You don’t have to pay for major repairs.
Once you’ve purchased a car, you are wholly responsible for all maintenance and repairs (with the obvious exception of recalls). Nobody is going to help you out with the bill; unless you pony up the cash, you’ll be stuck without a functional vehicle. In contrast, when you lease a car, all major mechanical malfunctions are covered for you (so long as they fall under the manufacturer’s warranty). Because most leases only last for a few years and most leased vehicles are fairly new, odds are good the vehicle will still be covered under warranty for the duration of your lease. Even if that’s not the case, leased vehicles are usually eligible for extended warranties—so it’s easy to ensure you won’t be footing the bill for any major malfunctions.
Your monthly payments will likely be lower.
When you lease a vehicle, you don’t have to finance the entire cost of the car. Instead, you only pay for the depreciation that occurs during the term of your lease as well as some additional fees. This means that in most cases, monthly lease payments tend to be lower than monthly payments on a loan.

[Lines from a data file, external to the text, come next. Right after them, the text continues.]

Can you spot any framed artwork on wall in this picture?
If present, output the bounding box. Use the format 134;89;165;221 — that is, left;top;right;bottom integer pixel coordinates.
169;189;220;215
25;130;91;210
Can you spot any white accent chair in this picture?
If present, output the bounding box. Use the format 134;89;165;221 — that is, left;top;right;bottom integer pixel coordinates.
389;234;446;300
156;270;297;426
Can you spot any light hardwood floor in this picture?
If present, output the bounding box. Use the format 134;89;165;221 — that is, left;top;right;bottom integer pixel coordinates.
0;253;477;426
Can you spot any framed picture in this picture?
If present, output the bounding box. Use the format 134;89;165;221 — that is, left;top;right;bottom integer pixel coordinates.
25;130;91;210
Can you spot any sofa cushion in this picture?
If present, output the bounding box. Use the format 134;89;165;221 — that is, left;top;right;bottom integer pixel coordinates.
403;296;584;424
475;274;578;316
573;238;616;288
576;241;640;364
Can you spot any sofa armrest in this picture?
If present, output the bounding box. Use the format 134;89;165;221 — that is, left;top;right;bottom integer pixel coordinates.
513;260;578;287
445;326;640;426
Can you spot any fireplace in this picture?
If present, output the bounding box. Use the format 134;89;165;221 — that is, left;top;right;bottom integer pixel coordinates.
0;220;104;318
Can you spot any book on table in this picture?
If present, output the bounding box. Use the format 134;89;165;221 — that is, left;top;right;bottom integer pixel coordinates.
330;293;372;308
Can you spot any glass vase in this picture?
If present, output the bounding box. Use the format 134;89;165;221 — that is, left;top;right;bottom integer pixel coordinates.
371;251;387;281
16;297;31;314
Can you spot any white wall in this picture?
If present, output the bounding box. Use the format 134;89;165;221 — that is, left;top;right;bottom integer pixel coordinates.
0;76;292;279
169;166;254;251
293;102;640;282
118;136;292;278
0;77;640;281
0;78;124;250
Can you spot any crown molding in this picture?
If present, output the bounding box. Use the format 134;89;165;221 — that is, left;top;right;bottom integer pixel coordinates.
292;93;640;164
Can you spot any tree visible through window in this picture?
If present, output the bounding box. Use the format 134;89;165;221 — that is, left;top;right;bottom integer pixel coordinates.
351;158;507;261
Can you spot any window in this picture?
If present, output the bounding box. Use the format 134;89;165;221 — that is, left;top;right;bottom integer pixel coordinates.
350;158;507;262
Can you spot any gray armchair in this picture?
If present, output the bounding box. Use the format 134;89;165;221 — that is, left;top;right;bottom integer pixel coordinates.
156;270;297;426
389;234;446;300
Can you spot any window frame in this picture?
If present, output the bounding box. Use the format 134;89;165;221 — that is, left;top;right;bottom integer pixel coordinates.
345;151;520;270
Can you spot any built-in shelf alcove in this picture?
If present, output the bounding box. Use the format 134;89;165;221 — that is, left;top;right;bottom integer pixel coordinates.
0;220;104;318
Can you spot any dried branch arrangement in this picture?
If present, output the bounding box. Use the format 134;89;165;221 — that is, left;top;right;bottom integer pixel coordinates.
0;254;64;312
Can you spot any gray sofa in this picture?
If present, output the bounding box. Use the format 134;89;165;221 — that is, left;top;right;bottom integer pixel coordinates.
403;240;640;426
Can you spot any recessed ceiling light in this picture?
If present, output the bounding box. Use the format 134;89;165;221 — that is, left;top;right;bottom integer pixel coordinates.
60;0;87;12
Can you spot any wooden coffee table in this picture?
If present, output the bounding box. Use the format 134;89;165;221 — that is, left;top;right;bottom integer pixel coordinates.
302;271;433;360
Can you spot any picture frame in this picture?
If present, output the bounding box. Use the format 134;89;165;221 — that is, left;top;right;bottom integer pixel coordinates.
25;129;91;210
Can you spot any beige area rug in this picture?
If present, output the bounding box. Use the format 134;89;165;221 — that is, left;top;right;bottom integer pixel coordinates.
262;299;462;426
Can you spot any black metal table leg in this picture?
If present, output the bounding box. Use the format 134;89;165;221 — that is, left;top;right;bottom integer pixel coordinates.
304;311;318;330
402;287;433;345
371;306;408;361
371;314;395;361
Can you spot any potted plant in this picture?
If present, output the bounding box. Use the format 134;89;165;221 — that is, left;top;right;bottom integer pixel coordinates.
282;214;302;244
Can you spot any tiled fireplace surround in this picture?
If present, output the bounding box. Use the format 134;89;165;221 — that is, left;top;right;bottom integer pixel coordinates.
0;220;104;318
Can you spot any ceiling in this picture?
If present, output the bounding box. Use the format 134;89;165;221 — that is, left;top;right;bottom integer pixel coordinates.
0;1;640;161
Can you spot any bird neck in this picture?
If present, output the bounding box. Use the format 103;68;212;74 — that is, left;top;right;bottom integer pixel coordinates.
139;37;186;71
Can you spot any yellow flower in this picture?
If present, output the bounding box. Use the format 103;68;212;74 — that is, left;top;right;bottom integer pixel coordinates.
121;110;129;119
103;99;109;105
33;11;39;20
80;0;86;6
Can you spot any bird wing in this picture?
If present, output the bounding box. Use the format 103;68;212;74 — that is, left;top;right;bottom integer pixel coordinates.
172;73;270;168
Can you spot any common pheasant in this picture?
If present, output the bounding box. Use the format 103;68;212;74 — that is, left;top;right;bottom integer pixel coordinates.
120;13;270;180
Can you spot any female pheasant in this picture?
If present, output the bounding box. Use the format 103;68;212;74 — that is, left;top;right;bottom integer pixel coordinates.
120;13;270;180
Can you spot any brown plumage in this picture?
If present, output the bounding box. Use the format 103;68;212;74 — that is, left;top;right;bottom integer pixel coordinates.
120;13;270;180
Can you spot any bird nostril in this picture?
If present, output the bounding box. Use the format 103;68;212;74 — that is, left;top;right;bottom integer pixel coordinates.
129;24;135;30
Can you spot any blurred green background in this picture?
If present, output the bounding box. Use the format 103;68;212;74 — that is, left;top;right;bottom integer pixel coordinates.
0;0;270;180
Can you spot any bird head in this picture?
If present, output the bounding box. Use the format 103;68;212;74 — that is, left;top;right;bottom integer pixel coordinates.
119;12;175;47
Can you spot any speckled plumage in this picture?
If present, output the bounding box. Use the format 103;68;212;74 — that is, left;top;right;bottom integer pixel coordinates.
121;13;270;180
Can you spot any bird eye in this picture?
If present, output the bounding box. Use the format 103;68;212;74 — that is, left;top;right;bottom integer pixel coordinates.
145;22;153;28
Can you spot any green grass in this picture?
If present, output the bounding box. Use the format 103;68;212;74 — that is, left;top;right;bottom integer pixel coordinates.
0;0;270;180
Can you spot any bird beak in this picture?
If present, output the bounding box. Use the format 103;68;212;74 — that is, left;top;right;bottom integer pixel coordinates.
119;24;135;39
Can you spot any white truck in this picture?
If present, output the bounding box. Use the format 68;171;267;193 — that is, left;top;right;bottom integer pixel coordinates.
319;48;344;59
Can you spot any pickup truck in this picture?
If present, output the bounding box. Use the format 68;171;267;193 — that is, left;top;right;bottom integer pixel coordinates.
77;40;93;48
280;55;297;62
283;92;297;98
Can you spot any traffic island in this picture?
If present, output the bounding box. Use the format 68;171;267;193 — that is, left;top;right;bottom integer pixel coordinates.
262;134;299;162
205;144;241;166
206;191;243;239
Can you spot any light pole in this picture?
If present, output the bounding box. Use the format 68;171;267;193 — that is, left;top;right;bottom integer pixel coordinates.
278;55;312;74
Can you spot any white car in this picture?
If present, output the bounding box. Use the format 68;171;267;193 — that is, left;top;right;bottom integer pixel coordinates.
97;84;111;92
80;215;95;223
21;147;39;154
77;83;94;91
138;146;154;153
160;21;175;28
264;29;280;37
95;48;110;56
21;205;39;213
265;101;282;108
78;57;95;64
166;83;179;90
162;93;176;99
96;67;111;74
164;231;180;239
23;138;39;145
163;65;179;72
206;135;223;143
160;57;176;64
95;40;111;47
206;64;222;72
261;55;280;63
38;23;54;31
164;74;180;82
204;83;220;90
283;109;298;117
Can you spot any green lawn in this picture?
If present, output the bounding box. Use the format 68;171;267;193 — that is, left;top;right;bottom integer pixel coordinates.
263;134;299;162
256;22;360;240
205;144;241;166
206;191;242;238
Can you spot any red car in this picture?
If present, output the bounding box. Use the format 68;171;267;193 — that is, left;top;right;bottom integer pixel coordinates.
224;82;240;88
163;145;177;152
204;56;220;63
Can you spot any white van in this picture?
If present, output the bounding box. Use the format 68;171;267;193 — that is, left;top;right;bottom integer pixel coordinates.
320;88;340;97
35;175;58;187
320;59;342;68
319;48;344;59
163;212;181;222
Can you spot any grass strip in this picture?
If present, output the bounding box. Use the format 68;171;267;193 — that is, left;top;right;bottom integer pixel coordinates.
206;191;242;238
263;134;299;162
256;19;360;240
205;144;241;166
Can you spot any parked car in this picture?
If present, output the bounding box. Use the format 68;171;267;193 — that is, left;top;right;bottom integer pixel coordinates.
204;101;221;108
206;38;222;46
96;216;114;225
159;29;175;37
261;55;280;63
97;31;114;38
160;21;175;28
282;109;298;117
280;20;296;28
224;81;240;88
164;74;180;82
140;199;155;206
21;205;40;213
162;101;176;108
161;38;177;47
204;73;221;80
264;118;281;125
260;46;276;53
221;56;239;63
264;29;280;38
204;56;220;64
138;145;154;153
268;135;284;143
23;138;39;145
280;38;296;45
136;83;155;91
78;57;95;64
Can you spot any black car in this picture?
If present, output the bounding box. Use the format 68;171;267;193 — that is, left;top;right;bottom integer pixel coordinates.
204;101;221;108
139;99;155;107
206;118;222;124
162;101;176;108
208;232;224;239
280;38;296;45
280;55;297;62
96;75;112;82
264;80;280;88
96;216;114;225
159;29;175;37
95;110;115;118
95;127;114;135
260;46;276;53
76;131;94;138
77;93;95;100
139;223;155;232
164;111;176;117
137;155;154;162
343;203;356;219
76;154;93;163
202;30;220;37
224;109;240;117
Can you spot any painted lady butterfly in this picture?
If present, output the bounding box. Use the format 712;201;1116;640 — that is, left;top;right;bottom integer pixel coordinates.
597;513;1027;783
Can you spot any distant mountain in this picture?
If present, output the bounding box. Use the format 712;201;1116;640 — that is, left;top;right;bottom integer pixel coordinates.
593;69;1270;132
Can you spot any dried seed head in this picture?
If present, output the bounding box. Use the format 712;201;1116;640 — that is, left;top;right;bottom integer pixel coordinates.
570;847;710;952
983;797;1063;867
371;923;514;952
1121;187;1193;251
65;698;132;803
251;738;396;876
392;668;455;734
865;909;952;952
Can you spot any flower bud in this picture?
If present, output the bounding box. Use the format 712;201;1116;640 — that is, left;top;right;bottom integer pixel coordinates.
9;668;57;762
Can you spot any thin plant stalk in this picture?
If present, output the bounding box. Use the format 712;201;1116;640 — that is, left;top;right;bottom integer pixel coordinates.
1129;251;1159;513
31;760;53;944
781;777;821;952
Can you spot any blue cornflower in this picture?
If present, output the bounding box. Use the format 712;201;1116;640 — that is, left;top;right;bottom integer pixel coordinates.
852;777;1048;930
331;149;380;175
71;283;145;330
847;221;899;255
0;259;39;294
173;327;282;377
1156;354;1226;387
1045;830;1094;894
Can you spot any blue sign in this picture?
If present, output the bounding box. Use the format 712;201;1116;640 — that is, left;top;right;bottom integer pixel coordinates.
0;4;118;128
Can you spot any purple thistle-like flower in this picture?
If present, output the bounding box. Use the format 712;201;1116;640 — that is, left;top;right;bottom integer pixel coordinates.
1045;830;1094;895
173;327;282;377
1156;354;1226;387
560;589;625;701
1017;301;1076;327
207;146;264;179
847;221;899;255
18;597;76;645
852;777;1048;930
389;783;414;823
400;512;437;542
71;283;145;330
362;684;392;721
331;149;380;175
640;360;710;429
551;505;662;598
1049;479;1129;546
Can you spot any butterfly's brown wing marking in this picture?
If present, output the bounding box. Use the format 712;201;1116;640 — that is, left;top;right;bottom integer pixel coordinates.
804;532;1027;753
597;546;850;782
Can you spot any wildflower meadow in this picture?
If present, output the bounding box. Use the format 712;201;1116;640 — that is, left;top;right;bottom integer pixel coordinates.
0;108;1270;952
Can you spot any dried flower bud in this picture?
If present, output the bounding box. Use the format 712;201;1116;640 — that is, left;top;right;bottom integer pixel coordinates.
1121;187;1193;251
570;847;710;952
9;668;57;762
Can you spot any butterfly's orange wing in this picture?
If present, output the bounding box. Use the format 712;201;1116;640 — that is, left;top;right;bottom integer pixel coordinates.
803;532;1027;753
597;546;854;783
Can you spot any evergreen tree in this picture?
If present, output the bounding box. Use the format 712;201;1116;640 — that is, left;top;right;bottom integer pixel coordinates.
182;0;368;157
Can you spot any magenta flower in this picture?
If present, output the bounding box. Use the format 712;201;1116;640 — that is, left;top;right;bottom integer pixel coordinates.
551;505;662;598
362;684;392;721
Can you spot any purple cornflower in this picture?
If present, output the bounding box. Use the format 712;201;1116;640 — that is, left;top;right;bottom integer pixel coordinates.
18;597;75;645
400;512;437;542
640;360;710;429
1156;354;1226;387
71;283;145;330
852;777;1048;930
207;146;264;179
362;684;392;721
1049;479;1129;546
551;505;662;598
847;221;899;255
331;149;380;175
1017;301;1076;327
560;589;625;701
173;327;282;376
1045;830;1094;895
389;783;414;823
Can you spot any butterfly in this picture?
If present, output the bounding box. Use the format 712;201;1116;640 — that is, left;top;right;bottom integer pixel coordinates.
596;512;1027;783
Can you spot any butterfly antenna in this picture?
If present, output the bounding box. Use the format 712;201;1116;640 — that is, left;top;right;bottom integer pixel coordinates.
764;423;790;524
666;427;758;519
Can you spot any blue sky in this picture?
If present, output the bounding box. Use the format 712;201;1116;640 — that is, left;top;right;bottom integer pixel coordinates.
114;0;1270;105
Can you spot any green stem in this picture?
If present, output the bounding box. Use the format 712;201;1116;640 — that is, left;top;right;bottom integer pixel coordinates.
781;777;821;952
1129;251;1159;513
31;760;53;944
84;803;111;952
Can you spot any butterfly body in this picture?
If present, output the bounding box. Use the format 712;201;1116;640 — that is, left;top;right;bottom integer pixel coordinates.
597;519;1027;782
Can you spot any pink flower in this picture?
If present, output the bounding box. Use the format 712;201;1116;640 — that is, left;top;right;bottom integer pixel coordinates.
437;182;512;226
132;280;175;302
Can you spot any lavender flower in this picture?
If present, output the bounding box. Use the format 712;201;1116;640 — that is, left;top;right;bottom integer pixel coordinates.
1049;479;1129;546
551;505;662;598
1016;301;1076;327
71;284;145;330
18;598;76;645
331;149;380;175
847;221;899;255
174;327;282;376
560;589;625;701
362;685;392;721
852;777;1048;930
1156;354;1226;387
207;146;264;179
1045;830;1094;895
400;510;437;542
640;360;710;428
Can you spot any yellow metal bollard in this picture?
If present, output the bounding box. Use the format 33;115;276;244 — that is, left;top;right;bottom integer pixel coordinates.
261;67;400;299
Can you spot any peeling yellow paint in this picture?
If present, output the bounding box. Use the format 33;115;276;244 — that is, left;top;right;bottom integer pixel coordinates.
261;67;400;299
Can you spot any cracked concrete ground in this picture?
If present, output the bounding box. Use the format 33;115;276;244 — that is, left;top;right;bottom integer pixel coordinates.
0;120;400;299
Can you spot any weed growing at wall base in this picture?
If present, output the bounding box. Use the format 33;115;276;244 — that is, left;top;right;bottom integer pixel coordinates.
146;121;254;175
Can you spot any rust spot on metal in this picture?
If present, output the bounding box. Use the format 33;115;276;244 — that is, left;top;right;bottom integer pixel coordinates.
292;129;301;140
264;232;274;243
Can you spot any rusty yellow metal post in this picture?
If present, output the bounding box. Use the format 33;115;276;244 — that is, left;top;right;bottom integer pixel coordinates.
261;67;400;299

As an added bonus, most leases require a smaller down payment than if you were purchasing the vehicle outright.
You can bypass dealerships.
There are few things worse than heading to a car dealership, where notoriously sleazy salesman will present you with all sorts of confusing information that may or may not be in your best interests. Few people realize this, but leasing allows you to bypass dealerships entirely by working with third-party brokers instead. Brokers are typically industry experts who are trained to assist you in the leasing process with greater transparency and efficiency than you’ll find at most dealerships.
You may be able to deduct some of your investment.
If you utilize a leased vehicle for business, you may be able to enjoy a number of tax write-offs, including a portion of both the depreciation and financing costs that are included in each of your monthly payments. (Just note that leased luxury automobiles might qualify for fewer deductions.) These deductions may not be available to people who purchase a vehicle with a loan.
You don’t have to deal with the hassles of resale.
When you’re done with a leased vehicle, you can simply return it to the dealer and go on with your life. There’s no need to worry about finding a buyer, fielding creepy Craigslist inquiries, or haggling with strangers. You also don’t have to take a financial hit in the form of an owned vehicle’s inherent value deprecation.
Of course, there are a few caveats here: If you drive a lot or anticipate subjecting a vehicle to a ton of wear and tear, then you might be better off purchasing a car outright. That’s because many leases include extra mileage fees and wear and tear fees, the latter of which can add up to the equivalent of as many as three monthly payments. But for those people who may be hesitant about committing to a car for the long term or who want to save on their upfront and monthly costs, leasing a car can be a stellar option.